東京を代表する総合病院である聖路加国際病院(以下、聖路加病院)に所属する訪問看護科に著者が半年間通いつめ、訪問看護やそれを受ける患者の姿をリアルに描き出す。
さらに、訪問看護科のリーダーである押川真喜子氏にスポットを当て、彼女が聖路加病院で訪問看護科を立ち上げるまでの半生を綴る。
レビュー
看取りというジャンルでは、すでに大井玄氏の「人間の往生」を読んでいる。
大井氏は、心機能が低下した体に無理に水分や栄養を与える延命治療の末の死は、理想的な「老衰」による死とは異なると主張している。
訪問看護科にかかる患者は、場合によっては正に大井氏のいう理想的な「老衰」による死とは異なる最期を迎えることもある。
しかし、訪問看護科のリーダー・押川氏は逆に「『死にたくない』と思いながら死ぬことがなぜ駄目なのか?」と問いかけている。

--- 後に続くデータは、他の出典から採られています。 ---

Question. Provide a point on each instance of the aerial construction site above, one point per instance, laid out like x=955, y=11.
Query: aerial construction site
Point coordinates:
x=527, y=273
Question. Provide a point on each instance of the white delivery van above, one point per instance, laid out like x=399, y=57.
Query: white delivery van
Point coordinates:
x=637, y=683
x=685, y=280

言われてみれば当たり前のことで、自分の死に方なんて自分で決めればよいことで、他人にとやかく言われる筋合いなどない。
少なくとも、自分の死に関わる周囲の人たちと合意が形成されていれば、どんな死に方をしてもかまわない。
もちろん、自分にとって理想の死に方ができなかった場合も、落胆するのではなく、その生への執着を評価するべきなのだ。
死に際の一言が「仕事をさせてくれ」だった手塚治虫も理想の死に方はできなかったが、彼にはやりたいことが残っていた、マンガに人生を捧げ、懸命に生きようとしていたと評価するべきなのだ。
個人的には、押川氏の半生が面白い。
やはり自分は歴史が好きなんだなあと思う。
彼女は自分から見るといかにも「バブルの人」で、ついつい同世代のアグレッシブな女性芸能人と重ねて見てしまう。
ただ訪問看護師に関しては本当にセンスの塊のような人で(本人も訪問看護師に必要なものに「センス」と答えている)、なるべくしてなった人という感じがひしひしと伝わってくる。
本書の刊行が15年以上前なので現況を調べたところ、聖路加病院は2013年に退職しているが、別の訪問看護ステーションの管理者となっているようだ。
終わりに
今のところ、自分は老後は地元で過ごし、終末期には施設に入ろうと思っているが、家族の負担がかからないなら在宅が良い、というのが偽らざる本音。
自分が終末期になる頃に技術がどこまで進歩しているかに依るが、その前に自分の理想の終末期を固めておかないことには始まらない。
エンディングノートなんかにも興味があったりするのだが、さすがに時期尚早?